I brought the CPAP to the hospital, an used it there. On the night after the surgery, it was just over 1 event per hour. Since then, it’s been varying between 0.3 and 1.5. On a graph, the difference is obvious; the surgery caused an immediate drop in events. I expected the surgery to help with apnea, but I assumed the effect would be weight-loss dependent. I have had a cople of nights where I have fallen asleep before putting it on, and my wife reports that I snore much less or not at all. That doesn’t make a lot of sense to me, but I’ll take it.
I’m still not hungry, though I do want food. I miss taste and feel of many of my favorites. Last night, my wife brought home Chinese food from our local cheap Chinese place for the kids, who were having an RPG meeting. It smelled wonderful, and I very much wanted to have a bite…but not out of hunger. I just missed the taste. And–to my delight–it wasn’t that hard to turn away. Knowing that someday I’ll probably be able to eat many of these things again, in small quantities, is comforting.
In terms of food, I have found that Greek yogurt and nonfat cottage cheese go down easily and stay down well. Canned refried beans also do fine, though I do need to eat them slowly.
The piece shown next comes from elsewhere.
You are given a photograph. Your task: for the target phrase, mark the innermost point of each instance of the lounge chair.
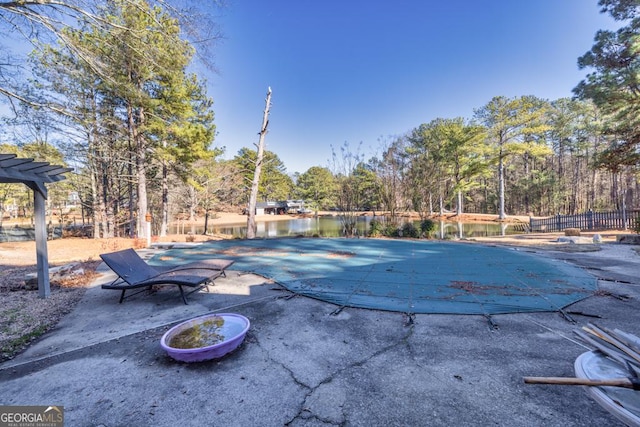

Scrambled eggs are nice, but they don’t sit quite as well; I’ll probably try them again, but slightly softer. I did find that a small digital kitchen scale with a tare feature is much more convenient for measuring out food portions than the tiny one-ounce cups from the hospital.
My energy is coming back; I’m able to take on longer walks, and if I get tired it just feels like normal tiredness, not the deep fatigue that I was feeling before. Actually, I’m feeling quite good.